Friday, February 18, 2011

the ache

There is so much chaos accompaning my grief. It seems we threw out a bag that contained many of Christopher's toys, our Sunday School book, and several other things I pulled out of the backseat of the car. My kitchen is a wreck and random things make me cry. Tonight, my stomach feels like it has a brick sitting inside it. I also think some of my bills may be late. I still can't believe Mom is gone. That I will never again get to hear her voice or one of her ridiculous jokes. She made me crazy sometimes but I'd give a lot to have her here making me crazy again.

We got bad news about Dad today.
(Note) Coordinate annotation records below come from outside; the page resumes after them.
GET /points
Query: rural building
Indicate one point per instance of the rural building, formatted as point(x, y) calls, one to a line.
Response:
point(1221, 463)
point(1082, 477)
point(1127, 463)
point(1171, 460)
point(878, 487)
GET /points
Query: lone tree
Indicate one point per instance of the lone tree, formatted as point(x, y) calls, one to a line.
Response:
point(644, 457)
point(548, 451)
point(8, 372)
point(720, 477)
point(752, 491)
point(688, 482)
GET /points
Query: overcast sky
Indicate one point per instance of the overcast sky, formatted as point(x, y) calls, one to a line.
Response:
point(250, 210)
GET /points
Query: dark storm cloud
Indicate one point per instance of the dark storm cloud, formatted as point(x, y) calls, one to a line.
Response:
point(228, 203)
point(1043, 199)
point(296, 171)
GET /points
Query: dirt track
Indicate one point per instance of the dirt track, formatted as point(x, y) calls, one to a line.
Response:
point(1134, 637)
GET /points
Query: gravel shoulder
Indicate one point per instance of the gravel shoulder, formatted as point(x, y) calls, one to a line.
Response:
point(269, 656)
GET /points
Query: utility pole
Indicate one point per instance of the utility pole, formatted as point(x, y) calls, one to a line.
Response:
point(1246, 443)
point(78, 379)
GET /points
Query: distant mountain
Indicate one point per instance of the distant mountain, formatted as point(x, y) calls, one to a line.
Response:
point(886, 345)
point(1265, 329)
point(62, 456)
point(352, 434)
My aunt Linda (dad's sister) went with us to his first treatment team at Erlanger North. He was asleep when we got there and we could not wake him. He looked very much like Mom looked in her final moments, asleep and unable to wake. Unlike my first thought, he was still breathing but not too responsive. The news from the psychiatrist wasn't promising though. It seems that instead of getting better, he is getting worse. They say he has lost the ability to walk, has become incontinent and is hallucinating. In addition, the doctor said he has a condition of spinal fluid not being absorbed which is putting pressure on his brain. They are also changing him to a liquid diet as he has forgotten how to chew.

I am so glad Mom passed before we found this out about Dad. It came as such a shock. I knew there was no medication that would reverse Alzheimers but I did think he would still be able to walk and talk. I'm not so sure anymore. They say he is also hallucinating and trying to grab things out of the air.

I got the pictures together tonight for Mom's photo cd. I am so glad to have so many photos while simaltaneously wishing I had more. There is never enough and I cried when I went through them. The loss of my mother is so deep that I am sure I will never be fully recovered. I wonder does the ache ever leave?

1 comment:

  1. It is the most desperate feeling you will ever have. It's one that having a glass of wine won't make better, a joke cannot lighten, a smile cannot comfort, and has no escape. You will get through it. Hard to believe now, I know. You WILL make it but it is going to be a slow process. The journey is cathartic, frustrating, depressing, angering, and just maddening. Get through the present day and don't think about what is to come. One day at a time. - Kelly D.